# SR20VE into B13



## fugiot (Jun 27, 2003)

Ok I've searched around and found no swapping info for VE's into B13s. Just technical info. Is it as simple as a BB swap? I know that I have to get the VE ecu or a JWT reprogramming for my DE ecu, but what else is involved? Is the redline higher or lower than 7500rpm? I'd prefer to get a VE into my sentra over a DET for the sake of a sleeper look(no FMIC or hood scoop).


----------



## sno (Oct 4, 2002)

search on sr20deforums.com, there's more info on there.


----------



## GSRswapandslow (Mar 26, 2003)

.


----------



## toolapcfan (Jul 10, 2002)

You also need to buy or make some RPM switches to activate the VVL solenoids.


----------



## LexKyB13 (May 1, 2002)

other than the solenoid switches, there's nothing to it. its a direct swap into any sr20 powered car. the det is just a little more work, not much though. but the sr20vet would be quite impressive in an se-r....hmmmm......


----------



## toolapcfan (Jul 10, 2002)

Apparently you can order a brand new crate SR20VET for $6K but I don't know where from and it's speculated that you might need a VIN to order. Being that's the case, I'd think a used one has got to be significantly less, maybe in the $3K area. I would really like to know who can get the SR20VET and at what price.


----------



## fugiot (Jun 27, 2003)

JGYcustoms.com has them for $1900.


----------



## toolapcfan (Jul 10, 2002)

No, JGY has SR20VE's for $1900. He doesn't have SR20VET's.


----------



## beataholic (Apr 25, 2003)

and they dont come with harnesses and ecu's.

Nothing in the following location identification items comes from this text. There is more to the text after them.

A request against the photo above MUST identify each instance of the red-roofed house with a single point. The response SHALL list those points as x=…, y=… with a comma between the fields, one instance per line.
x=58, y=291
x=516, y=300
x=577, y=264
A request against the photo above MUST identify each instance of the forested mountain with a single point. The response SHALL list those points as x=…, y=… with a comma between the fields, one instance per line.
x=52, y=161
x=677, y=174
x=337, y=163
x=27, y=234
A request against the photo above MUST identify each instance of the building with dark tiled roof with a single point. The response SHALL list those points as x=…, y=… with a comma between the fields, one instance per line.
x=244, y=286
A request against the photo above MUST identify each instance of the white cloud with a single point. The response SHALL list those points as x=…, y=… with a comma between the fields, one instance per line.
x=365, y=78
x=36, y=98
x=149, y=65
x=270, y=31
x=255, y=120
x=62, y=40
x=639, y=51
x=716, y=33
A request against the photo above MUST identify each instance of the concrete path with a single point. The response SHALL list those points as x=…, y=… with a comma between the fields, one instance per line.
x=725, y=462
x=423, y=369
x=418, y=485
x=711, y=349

You cant get an uncut motor for $2300.


----------



## Fast91SER (Jul 2, 2002)

LexKyB13 said:


> *the det is just a little more work, not much though. *


I'm going to have to disagree. With a DET, you just swap the motor, hook it up, and turn the car on. With the VE, you really have to know what you're doing when you wire up the rpm switches. There is a lot more work in a VE swap.


----------



## 707nismo (Mar 14, 2003)

NPM did a swap not sure if it was in a b13 though check it out

VE swap


----------



## LONEWOLF (May 22, 2003)

does anybody has a pic of this vet motor were does it come? from will it bolt up to a b13 chasis?


----------



## sr20racer (Jun 29, 2002)

fugiot said:


> *I'd prefer to get a VE into my sentra over a DET for the sake of a sleeper look(no FMIC or hood scoop). *


DET will be faster.......A intercooler can be painted black so nobody can see it. VE will be sleeper but it will also get stomped by a well tuned DET. Good Luck.


----------



## nitestridar (Jun 29, 2002)

Lonewolf this is the only pic I could find..

nice top mount


----------



## Irons (Jul 10, 2002)

While looking for a picture my self I found a good engine listing...
http://www.freshalloy.com/site/features/tech/engines/home.shtml

This forum thread http://www.automotiveforums.com/vbulletin/t78899.html listed www.forcedinductionracing.com as a place to look. I went to the site and they had Nissan listed right on front. Good luck find an engine.


----------